We’ll cover the basics here…
If this happens, the first thing you should do is moisten the shed skin that’s still attached. Doing this will make it come off easier.
After that, you can use cotton buds or your hand to gently pry it loose. Make sure not to pull or rip it off as the skin may not be properly shed yet.
While doing this, just be patient and the skin will come off over time.
It’s important to remove this shed skin as it can cause infections if it isn’t removed.
Common problems
A leopard gecko care guide wouldn’t be complete without a section listing the most common health problems.

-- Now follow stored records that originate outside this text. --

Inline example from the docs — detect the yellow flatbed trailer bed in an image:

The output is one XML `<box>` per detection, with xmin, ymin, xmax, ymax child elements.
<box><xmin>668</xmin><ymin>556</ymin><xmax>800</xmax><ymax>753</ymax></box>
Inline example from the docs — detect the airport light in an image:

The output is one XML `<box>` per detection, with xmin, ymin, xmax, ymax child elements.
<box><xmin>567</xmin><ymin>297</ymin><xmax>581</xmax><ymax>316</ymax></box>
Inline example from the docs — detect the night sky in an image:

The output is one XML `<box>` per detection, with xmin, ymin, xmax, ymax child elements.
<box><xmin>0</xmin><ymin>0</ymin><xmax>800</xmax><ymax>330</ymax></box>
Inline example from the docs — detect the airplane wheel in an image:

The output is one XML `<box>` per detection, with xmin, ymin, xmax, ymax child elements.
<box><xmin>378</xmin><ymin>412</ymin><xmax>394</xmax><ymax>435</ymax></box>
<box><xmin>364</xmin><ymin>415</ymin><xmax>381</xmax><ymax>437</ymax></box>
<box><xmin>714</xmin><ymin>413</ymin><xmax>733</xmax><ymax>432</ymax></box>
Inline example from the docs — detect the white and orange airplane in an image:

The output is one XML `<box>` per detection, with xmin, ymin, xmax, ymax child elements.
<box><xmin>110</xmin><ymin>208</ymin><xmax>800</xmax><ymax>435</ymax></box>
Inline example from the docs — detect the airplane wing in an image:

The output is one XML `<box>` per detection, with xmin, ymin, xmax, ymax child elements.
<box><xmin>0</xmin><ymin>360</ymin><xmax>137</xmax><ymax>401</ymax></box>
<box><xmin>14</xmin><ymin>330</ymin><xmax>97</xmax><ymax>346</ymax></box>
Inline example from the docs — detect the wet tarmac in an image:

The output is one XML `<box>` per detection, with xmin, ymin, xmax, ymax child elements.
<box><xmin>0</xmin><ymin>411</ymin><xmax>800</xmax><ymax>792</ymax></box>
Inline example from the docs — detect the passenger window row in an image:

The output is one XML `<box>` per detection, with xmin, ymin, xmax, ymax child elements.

It must be said that if you do come across these things on your Leo, it’s best to visit the vet who can help you deal with it. There are special vets that are specialized in reptiles which will definitely help you out!
Metabolic bone disease
Leopard gecko’s aren’t as prone to this as bearded dragons, but there’s still a risk. You can prevent this by properly gutloading the insects you feed your LEO, as well as dusting the feeder insects regularly. Some signs include:
Lathargy and weakness- A crooked or “rubbery jaw
- Painful movement
Swolen limbs
Visit a vet if you see these signs in your leopard gecko.
Digestive issues
Digestive issues can causmany different problems in leopard geckos. If you come across any of these signs, it’s best to consult with a vet.
- Rapid weight-loss
- Watery stool (stool should be hard with a small white tip)
- Bloody stool
- Undigested food items in the stool
Mouthrot
Mouthrot needs to be dealt with fast. Visit the vet if you see any of the following symptoms:
- Uneven upper and lower jaw
- Cysts or puss around the mouth
- failure to eat properly
As well as these, there are other things that can cause harm or illness to your leopard gecko. Make sure to check them and weigh them somewhat regularly and do your best to supply a clean living environment and a healthy diet.
Generally, leopard geckos are very hardy lizards, so the chances of you encountering these probkems is relatively low, but can happen.
Conclusion
As you can see, leopard gecko care is quite easy once you know what to do. Caring for leoaprd geckos is very rewarding, and Leo’s are a great pet to have!